LOCAL



LOCAL
A Christmas meeting
CANTON -- The Greater Canton Writers' Guild will be joined by members of the Canton Poetry Society for a Christmas Party on Dec. 10 at 6 p.m. at 140 Santa Clara St. NW.
Members may bring a guest. Please RSVP: caltotn@aol.com. Members may also bring a small gift, humorous, white elephant, or other, not exceeding $5 in value, as well as a food item to share.
Guild business and election will be held after refreshments.
For information, contact president Dan MacIntyre at (330) 823-1079 or vice president Bob Stewart (330) 492-3775.
GUIDES
English spoken here
NEW YORK -- A foreign-language guide is invaluable on trips abroad. But it's no help when English-speaking travelers to foreign lands come across attempts at English that prove disastrous.
In "Here Speeching American," authors Kathryn Petras and Ross Petras have compiled "A Very Strange Guide to English as It Is Garbled Around the World."

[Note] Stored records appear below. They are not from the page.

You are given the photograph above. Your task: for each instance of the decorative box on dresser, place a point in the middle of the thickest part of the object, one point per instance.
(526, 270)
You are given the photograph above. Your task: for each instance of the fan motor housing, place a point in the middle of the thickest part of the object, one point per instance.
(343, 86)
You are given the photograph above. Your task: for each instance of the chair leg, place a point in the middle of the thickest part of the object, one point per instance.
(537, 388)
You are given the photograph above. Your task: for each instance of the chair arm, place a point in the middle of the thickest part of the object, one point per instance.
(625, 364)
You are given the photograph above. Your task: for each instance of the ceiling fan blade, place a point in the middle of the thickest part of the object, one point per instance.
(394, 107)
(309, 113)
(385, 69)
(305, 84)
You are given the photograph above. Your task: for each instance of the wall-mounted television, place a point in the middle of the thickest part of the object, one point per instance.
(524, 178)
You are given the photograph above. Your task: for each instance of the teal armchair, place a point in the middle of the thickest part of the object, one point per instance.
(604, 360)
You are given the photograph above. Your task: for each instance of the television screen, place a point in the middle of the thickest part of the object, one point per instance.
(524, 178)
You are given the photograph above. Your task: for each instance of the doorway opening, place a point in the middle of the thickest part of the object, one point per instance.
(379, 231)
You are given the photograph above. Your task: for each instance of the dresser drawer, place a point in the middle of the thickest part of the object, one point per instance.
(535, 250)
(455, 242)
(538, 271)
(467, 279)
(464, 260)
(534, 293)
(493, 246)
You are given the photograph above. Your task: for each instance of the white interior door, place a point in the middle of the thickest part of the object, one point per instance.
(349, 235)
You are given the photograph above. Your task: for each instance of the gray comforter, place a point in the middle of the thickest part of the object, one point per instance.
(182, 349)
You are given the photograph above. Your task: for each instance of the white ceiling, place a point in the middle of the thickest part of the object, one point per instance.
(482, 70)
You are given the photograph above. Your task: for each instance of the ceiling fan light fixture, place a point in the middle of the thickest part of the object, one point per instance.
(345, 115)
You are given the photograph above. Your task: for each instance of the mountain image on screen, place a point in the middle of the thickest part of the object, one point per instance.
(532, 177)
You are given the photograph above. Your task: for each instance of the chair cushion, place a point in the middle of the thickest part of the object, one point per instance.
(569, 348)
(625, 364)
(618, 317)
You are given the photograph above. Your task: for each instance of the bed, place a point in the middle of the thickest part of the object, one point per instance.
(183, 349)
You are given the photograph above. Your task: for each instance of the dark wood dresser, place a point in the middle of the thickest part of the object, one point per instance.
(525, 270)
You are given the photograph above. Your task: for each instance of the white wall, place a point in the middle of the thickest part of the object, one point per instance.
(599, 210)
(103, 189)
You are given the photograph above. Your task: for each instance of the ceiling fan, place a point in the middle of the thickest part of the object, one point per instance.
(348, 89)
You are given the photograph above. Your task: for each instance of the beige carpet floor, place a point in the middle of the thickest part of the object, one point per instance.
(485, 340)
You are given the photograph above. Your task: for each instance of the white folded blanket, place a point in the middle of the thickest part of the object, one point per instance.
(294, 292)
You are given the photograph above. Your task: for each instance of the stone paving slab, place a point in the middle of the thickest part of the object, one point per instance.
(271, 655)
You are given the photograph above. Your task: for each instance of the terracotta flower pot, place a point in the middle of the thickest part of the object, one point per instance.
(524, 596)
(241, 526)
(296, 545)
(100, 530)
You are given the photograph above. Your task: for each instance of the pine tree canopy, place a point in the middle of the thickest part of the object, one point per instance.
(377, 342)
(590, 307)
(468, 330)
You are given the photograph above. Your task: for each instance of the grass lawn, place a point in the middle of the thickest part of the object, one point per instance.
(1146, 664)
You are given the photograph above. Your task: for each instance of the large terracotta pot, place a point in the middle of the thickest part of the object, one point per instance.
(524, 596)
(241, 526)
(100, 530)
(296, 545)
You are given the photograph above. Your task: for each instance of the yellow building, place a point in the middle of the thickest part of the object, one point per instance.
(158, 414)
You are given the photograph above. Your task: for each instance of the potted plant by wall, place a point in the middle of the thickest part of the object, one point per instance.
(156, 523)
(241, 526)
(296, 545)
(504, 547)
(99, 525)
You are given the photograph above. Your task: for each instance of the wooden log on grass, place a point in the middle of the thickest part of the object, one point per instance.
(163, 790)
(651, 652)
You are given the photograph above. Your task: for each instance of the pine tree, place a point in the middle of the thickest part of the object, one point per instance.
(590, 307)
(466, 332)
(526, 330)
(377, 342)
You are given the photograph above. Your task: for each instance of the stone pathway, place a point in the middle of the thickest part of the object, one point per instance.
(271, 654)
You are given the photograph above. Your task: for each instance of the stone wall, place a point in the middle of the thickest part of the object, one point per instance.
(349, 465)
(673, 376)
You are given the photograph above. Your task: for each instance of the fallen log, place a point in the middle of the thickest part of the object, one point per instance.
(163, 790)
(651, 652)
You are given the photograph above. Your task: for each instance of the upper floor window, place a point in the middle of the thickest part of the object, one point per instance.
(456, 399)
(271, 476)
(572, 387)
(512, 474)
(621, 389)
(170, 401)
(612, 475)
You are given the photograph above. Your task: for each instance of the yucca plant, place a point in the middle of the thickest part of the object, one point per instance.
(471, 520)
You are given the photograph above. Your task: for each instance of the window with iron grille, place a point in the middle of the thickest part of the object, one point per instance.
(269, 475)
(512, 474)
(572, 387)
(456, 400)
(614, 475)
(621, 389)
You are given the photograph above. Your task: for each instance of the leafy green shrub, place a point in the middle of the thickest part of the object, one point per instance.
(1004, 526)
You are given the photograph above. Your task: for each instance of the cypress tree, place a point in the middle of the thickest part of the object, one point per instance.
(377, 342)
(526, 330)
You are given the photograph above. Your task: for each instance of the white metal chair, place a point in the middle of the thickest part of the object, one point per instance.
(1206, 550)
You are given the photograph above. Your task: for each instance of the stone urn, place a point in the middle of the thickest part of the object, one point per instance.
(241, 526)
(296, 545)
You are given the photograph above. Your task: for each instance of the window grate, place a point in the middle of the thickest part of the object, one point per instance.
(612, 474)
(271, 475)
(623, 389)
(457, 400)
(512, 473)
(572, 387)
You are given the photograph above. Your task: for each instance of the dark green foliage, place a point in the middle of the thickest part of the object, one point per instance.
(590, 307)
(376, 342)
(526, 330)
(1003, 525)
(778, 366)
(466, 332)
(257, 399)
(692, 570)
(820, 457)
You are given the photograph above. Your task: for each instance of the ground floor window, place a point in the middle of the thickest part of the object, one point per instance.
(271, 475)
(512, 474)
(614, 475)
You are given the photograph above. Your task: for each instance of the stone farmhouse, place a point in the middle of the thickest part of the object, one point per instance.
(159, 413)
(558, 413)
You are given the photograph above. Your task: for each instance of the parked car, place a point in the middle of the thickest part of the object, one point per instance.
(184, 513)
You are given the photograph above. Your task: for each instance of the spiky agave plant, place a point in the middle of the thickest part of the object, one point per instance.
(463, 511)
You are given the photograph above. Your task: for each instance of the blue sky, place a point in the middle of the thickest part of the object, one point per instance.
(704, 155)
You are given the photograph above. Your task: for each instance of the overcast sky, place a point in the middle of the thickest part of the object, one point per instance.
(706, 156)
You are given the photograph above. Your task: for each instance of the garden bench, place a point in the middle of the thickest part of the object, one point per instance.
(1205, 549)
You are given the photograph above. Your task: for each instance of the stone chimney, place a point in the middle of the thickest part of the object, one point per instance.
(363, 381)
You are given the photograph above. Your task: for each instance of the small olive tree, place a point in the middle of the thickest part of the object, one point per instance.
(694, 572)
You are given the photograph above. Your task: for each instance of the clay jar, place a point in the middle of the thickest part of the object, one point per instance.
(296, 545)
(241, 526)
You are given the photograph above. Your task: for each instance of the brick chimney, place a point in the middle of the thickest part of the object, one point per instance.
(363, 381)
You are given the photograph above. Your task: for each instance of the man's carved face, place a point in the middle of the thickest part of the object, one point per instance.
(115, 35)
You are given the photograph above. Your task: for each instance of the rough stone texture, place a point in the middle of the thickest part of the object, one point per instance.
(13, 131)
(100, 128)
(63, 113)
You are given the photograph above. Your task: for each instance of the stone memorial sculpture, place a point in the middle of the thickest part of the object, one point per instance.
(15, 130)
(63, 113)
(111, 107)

The book offers hundreds of examples, in sections that include signs at the airport, hotel and on the street, brochures and maps for tourist attractions, directions for driving and using public transportation, product names and restaurant menus.
Think your job is bad?
NEW YORK (AP) -- Plenty of people are looking for better jobs. But there are worse jobs, too.
Some of them are described in "50 Jobs Worse Than Yours" by Justin Racz.
Along with substitute teacher, gravedigger, skipper of a garbage barge are jobs one might not have known existed. But somebody has to do them.
There's the cheesecake-tin quality controller, employed by a London bakery to gently press down on the lids of cheesecake tins -- 8,000 per hour -- to make sure they are closed tight.
Work clothes and anonymity are among the few perks enjoyed by the cell phone sales promoter, who stands outside the wireless store handing out fliers and dressed in an inflatable cell phone costume.
Nobody wants to be a rat-catcher, except people in Bombay, where there are plenty of applicants (and, apparently, rats) for openings in both day and night shifts for a job that pays about $1.80 per 25 trapped rats.
And who says Hollywood is all glamour? Not the maggot-wrangler, who collects larvae to place on movie corpses.
"50 Jobs" is published by Bloomsbury in hardcover at $14.95.